USP <797> provides the minimumpractice and quality standards for compounded sterile preparations and is suitable for compounding sterile preparations in the appropriate pharmacy setting; however, it is not suitable for GMP production of large batches intended for interstate commerce. USP <797> regulations emphasize the need to maintain high-quality standards for processes, components, and environments for sterile compounding preparations. However, processes and conditions in a “sterile” pharmacy compounding practice are not usually validated; they usually possess adequate in-process controls and testing and are more susceptible to contamination when compared to GMP pharmaceutical manufacturing facilities.

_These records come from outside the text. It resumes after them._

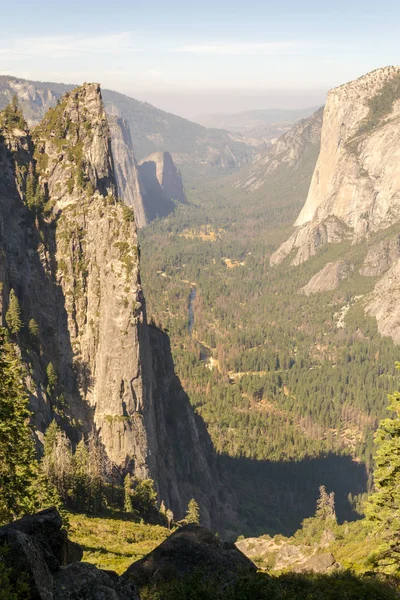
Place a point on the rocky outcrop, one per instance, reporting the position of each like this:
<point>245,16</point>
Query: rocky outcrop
<point>40,554</point>
<point>328,278</point>
<point>284,554</point>
<point>130,187</point>
<point>381,257</point>
<point>320,563</point>
<point>35,97</point>
<point>70,253</point>
<point>162,183</point>
<point>306,242</point>
<point>196,149</point>
<point>356,179</point>
<point>384,303</point>
<point>188,550</point>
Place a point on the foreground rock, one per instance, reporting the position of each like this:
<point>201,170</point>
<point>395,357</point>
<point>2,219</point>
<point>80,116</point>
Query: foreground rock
<point>192,548</point>
<point>39,551</point>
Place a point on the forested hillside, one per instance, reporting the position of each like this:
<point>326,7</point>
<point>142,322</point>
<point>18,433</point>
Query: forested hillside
<point>291,386</point>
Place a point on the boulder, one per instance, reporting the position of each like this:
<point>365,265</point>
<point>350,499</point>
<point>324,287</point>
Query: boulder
<point>191,549</point>
<point>38,550</point>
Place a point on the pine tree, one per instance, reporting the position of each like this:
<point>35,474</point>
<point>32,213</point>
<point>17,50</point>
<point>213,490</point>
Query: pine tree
<point>98,470</point>
<point>325,505</point>
<point>17,451</point>
<point>57,462</point>
<point>193,512</point>
<point>144,497</point>
<point>383,508</point>
<point>13,314</point>
<point>81,482</point>
<point>52,379</point>
<point>127,494</point>
<point>33,330</point>
<point>170,517</point>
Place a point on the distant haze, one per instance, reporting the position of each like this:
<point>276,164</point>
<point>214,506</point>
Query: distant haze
<point>194,104</point>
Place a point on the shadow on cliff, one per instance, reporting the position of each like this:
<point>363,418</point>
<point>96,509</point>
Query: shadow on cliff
<point>239,494</point>
<point>183,457</point>
<point>275,497</point>
<point>28,248</point>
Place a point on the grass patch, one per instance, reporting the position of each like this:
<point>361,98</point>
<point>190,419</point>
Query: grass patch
<point>114,543</point>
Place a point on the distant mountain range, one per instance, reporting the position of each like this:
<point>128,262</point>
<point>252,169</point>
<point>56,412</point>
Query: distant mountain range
<point>265,124</point>
<point>198,151</point>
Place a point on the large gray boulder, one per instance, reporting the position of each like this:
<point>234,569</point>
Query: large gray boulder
<point>190,549</point>
<point>39,552</point>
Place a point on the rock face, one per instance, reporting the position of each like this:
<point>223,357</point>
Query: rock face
<point>384,303</point>
<point>197,150</point>
<point>70,253</point>
<point>357,178</point>
<point>381,257</point>
<point>130,187</point>
<point>151,188</point>
<point>189,549</point>
<point>328,278</point>
<point>35,97</point>
<point>284,554</point>
<point>162,183</point>
<point>39,551</point>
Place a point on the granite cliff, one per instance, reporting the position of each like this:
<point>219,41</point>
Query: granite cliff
<point>354,195</point>
<point>70,254</point>
<point>355,187</point>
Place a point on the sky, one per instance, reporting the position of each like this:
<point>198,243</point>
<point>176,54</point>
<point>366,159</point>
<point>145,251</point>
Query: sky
<point>195,58</point>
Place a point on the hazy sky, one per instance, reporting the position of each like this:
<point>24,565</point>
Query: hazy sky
<point>206,56</point>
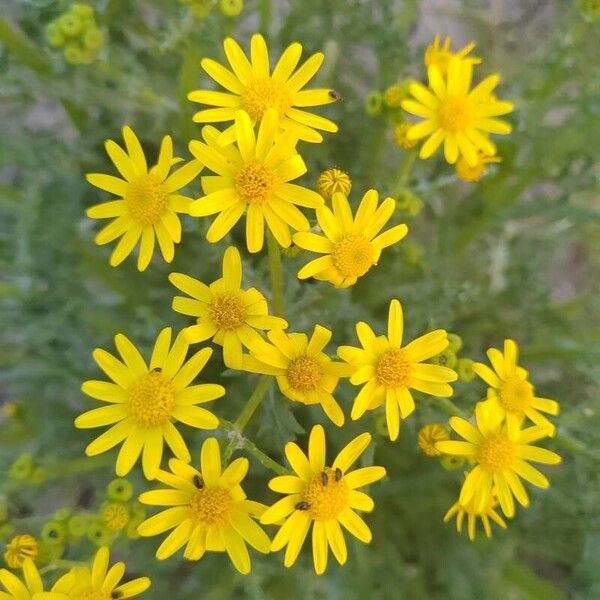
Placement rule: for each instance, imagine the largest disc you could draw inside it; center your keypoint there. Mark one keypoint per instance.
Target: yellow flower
(146, 399)
(456, 115)
(209, 510)
(470, 173)
(468, 510)
(225, 312)
(428, 436)
(20, 548)
(511, 393)
(253, 179)
(351, 244)
(333, 181)
(389, 371)
(147, 203)
(98, 583)
(304, 372)
(325, 496)
(440, 56)
(252, 87)
(501, 451)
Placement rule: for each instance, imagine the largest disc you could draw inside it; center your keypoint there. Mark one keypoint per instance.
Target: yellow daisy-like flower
(511, 393)
(324, 496)
(334, 181)
(501, 451)
(351, 244)
(98, 583)
(389, 371)
(440, 56)
(146, 399)
(209, 510)
(456, 115)
(486, 514)
(252, 87)
(19, 548)
(225, 312)
(470, 173)
(148, 201)
(303, 371)
(253, 178)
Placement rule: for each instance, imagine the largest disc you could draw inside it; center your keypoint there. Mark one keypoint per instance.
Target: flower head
(456, 115)
(440, 56)
(351, 244)
(252, 87)
(486, 514)
(144, 400)
(388, 371)
(147, 203)
(500, 450)
(324, 496)
(225, 312)
(208, 510)
(510, 391)
(253, 178)
(304, 372)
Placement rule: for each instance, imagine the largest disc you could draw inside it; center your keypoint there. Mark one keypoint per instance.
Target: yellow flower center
(326, 495)
(115, 516)
(353, 256)
(211, 506)
(516, 394)
(455, 113)
(227, 311)
(255, 183)
(392, 369)
(151, 400)
(496, 453)
(304, 374)
(146, 199)
(263, 94)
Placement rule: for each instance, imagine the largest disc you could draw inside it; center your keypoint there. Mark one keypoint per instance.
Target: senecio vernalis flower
(351, 244)
(389, 371)
(146, 399)
(225, 312)
(253, 178)
(209, 511)
(510, 392)
(454, 114)
(303, 371)
(252, 87)
(324, 496)
(148, 200)
(501, 450)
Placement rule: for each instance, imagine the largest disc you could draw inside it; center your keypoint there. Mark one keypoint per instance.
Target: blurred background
(514, 255)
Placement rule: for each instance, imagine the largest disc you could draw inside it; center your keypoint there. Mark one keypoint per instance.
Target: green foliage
(514, 255)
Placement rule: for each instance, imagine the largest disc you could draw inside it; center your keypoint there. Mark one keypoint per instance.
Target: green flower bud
(119, 489)
(373, 104)
(451, 462)
(454, 342)
(464, 369)
(22, 468)
(70, 24)
(54, 532)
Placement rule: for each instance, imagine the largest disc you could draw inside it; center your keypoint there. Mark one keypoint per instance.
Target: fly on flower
(252, 87)
(148, 200)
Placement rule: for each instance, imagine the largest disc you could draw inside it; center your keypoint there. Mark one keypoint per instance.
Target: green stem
(276, 272)
(253, 402)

This is evident from the issued FDA 483s. The first observation of the FDA 483 indicates that over 25% of the methylprednisolone vials evaluated visually contained “greenish black foreign matter.” Although sterility was assured by the company’s testing, 50 out of 50 vials tested by the FDA confirmed the presence of viable microbial growth and one vial examined microscopically showed fungal morphological features. The FDA noted that the firm’s environmental monitoring of the clean rooms had bacteria, molds, and overgrowth. These results were not investigated; no identification of the isolates were conducted; no product impact assessments were performed; and the firm has no evidence that any corrective actions were taken to prevent contamination.

The GMPs and Quality-by-Design principles associated with sterile pharmaceutical industry production help assure the identity, purity, potency, stability, and quality of the manufactured drug products through quality risk management, validation, controls, and testing. The USP states, “It is the ultimate responsibility of all personnel who prepare CSPs to understand these fundamental practices and precautions, to develop and implement appropriate procedures, and to continually evaluate these procedures and the quality of final CSPs in order to prevent harm and fatality to patients who are treated with CSPs.”

In this situation, the understanding and quality is lacking. Compounding pharmacies should not be operating as pharmaceutical manufacturers producing thousands of doses for interstate commerce—this does not comply with USP <797> or the GMPs and the quality and stability of the sterile compounded products cannot be assured.